Directed and written by Jordan-Kane Lewis


2019


Depicted Illusion is a new dramatic character study from young student filmmaker Jordan-Kane Lewis which explores the mind of a serial killer whose victims also become his “art”.


Opening with a Blade Runner-style electronica score, the short begins with a dead body and what looks like a crime-scene photographer taking pictures of a slain woman.


However, this is actually Johnathon, the killer himself who is also a photographer and who uses his gruesome scenarios as the backdrop in his regular job.


The film also uses a voiceover (ironically like Blade Runner’s original cut too) and attempts to blend the disturbing night-time incidents with some more mundane day-time conversations.


The mix of dark lighting and digital sounds echoes some of Nicholas Winding Refn’s work – which seems an influence – and the filmmaker has high aspirations mixing heady religious themes into the protagonist’s murderous intentions.


The filmmaker acknowledges their low budget and short time to plan and unfortunately this is noticeable in a few specific areas.
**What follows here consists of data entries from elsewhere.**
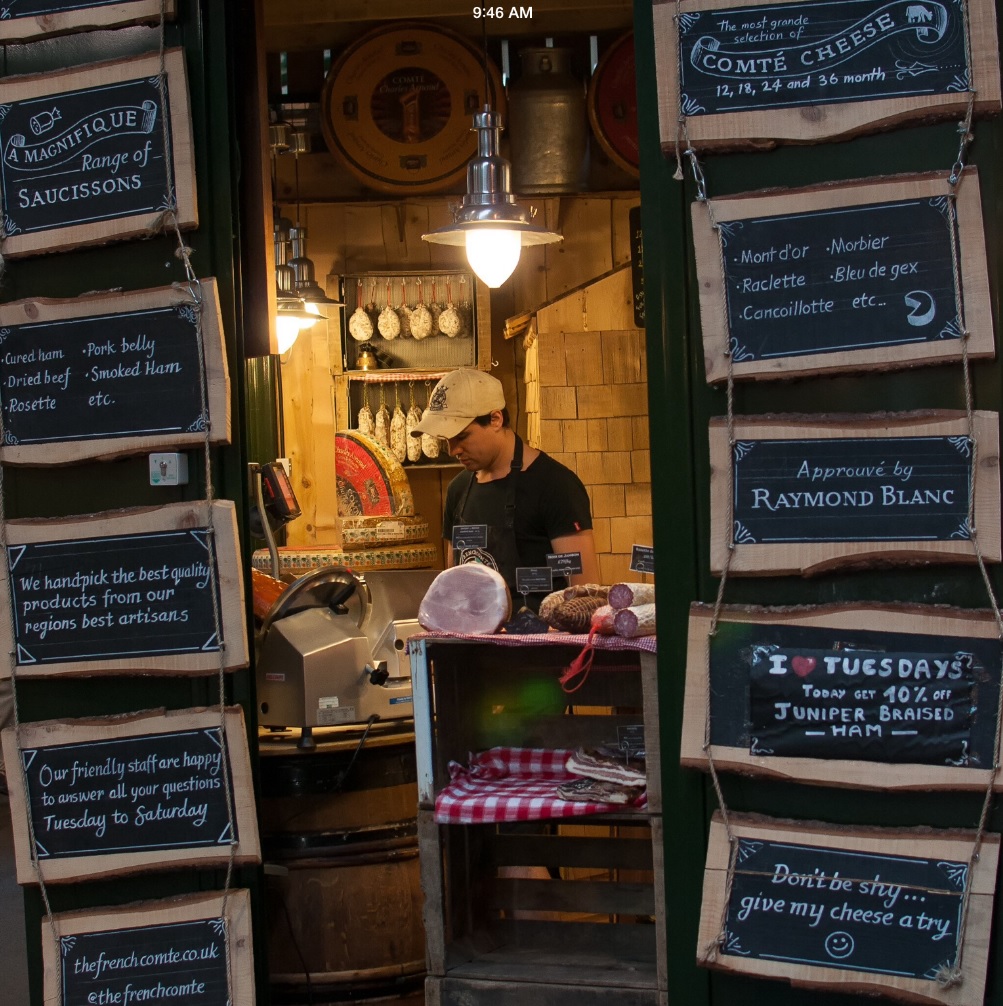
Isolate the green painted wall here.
[635,0,1003,1006]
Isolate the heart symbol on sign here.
[791,657,818,678]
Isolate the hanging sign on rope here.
[653,0,1000,155]
[697,813,999,1006]
[41,888,255,1006]
[0,0,174,43]
[0,50,198,259]
[0,279,229,465]
[3,706,261,884]
[0,500,247,677]
[710,411,1000,574]
[681,604,1003,791]
[692,168,994,382]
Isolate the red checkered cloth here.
[436,747,648,824]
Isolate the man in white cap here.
[411,367,599,609]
Especially the sound which could do with another pass in the editing studio.


Using mainly on-set audio recording there is sadly a noticeable hum in an unbalanced mix and the voiceover also gets lost in a soundtrack that is at times too loud and also too sloppy.


Some consistency would help in the lighting too but the filmmaker does make a lot of interesting shot choices. Keeping the audience visually engaged, the director – clearly cinematically influenced – adds in “God” shots, drone shots, slow zooms and sequences filmed from a car to tell their story which is to the film’s credit.


As the serial killer drags more bodies around, the voiceover moves into a sermon of the killer’s manifesto of sorts and whilst the acting is a little under-par, parts of it reminded me at times of the blank expressions within Henry: Portrait of a Serial Killer.


The killer uses photos of his victims in his art – a bit of Lords of Chaos here crossed with Velvet Buzzsaw - and the ending sees a group of white-masked cult members (fans?) coaxing Johnathon to a local pub.


Dressed like the party-goers from Eyes Wide Shut, but filmed in what looks like a Wetherspoons, another location would have added more atmosphere but the film’s strange ambience continues with a macabre and non-explanatory conclusion.


The filmmaker is not short of cinematic inspiration and throws a lot of meaningful ideas into the 15-minute short but it’s slightly undone by the – albeit acknowledged – confines that go with a student film.


However, whilst not entirely successful on the technical side, Depicted Illusion delves deep into the mind of a disturbed individual with some resourceful flourishes despite its low budget limitations.